Two weeks later, I had found a new position as an office manager for a locally owned (do you see a pattern here?) medical device company. I really liked it, the company was making great strides with new, innovative products and I received three raises in six months. Then the other shoe fell. The owner had made some hasty business decisions and could not afford me. They could of laid me off, but instead they made up some story about an error I had allegedly made. But they wouldn't allow me to prove my inculpability in the matter (I had emails and documentation that would prove them wrong), they fired me. Later, the owner told me that I did not have the skill set he needed. However, I met all the requirements laid out in my job description. That was the summer of 2010.
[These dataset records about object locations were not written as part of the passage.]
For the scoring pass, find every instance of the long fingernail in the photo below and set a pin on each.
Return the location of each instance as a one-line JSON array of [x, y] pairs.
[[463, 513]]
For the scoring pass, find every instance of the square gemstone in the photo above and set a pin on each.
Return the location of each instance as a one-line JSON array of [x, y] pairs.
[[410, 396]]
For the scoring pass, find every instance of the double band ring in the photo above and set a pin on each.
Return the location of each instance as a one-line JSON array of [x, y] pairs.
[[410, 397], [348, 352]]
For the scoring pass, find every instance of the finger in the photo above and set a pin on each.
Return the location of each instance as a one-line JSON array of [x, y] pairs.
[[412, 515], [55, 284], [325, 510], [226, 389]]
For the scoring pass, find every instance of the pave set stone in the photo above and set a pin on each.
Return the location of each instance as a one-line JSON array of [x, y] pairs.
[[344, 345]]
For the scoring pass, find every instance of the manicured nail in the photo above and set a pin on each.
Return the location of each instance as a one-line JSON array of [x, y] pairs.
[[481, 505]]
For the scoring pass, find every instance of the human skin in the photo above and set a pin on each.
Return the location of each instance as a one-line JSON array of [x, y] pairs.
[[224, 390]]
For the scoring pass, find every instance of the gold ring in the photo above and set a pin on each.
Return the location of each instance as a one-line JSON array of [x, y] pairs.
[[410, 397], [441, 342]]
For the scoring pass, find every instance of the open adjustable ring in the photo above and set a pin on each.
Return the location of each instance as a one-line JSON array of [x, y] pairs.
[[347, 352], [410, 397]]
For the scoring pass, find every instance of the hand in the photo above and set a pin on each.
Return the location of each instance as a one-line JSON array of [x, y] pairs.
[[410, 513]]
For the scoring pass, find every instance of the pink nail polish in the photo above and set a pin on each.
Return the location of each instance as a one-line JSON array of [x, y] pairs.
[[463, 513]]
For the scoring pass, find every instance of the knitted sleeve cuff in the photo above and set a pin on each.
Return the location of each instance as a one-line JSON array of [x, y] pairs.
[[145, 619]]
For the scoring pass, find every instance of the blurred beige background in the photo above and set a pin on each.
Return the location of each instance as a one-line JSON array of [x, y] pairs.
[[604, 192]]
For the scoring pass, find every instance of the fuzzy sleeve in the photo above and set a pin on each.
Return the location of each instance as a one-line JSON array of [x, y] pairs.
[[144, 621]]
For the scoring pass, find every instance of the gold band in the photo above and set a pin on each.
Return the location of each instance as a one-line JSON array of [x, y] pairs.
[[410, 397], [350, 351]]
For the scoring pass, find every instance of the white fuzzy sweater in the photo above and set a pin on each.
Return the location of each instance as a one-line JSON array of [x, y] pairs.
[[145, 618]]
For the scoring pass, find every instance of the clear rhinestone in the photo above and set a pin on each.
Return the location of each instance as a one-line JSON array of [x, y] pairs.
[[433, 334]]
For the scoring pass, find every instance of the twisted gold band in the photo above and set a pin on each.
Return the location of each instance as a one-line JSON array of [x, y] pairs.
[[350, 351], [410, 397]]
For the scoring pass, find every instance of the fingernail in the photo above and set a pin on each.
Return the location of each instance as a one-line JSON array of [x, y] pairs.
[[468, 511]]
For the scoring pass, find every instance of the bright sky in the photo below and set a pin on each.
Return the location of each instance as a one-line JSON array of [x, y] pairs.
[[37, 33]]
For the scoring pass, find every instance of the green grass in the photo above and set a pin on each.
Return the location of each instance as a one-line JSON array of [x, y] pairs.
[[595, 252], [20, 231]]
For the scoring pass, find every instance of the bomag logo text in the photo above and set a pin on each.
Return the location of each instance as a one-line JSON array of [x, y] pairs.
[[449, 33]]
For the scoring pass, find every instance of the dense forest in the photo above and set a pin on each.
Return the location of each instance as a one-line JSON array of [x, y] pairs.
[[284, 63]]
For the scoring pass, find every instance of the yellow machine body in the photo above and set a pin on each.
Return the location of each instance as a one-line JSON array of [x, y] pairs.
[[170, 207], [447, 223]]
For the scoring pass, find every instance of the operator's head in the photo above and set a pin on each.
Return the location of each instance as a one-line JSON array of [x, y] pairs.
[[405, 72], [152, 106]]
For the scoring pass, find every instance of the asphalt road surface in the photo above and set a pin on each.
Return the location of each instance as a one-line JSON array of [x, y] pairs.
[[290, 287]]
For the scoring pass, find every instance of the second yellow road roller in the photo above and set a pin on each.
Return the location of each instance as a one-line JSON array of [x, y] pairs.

Since then, I finished my bachelor's degree and I have been searching for a job. So far, no luck. My job history is terrible. I take responsibility for some of it, but I really got dealt a bad hand. Several times. So what do I do now? Do I doctor my resume? Not only is that illegal, but I can't bring myself to lie. Especially since I didn't do anything wrong. I guess I just have to keep on doing what I'm doing. I know my job history is holding me back, but there's nothing I can do about it. Ideas?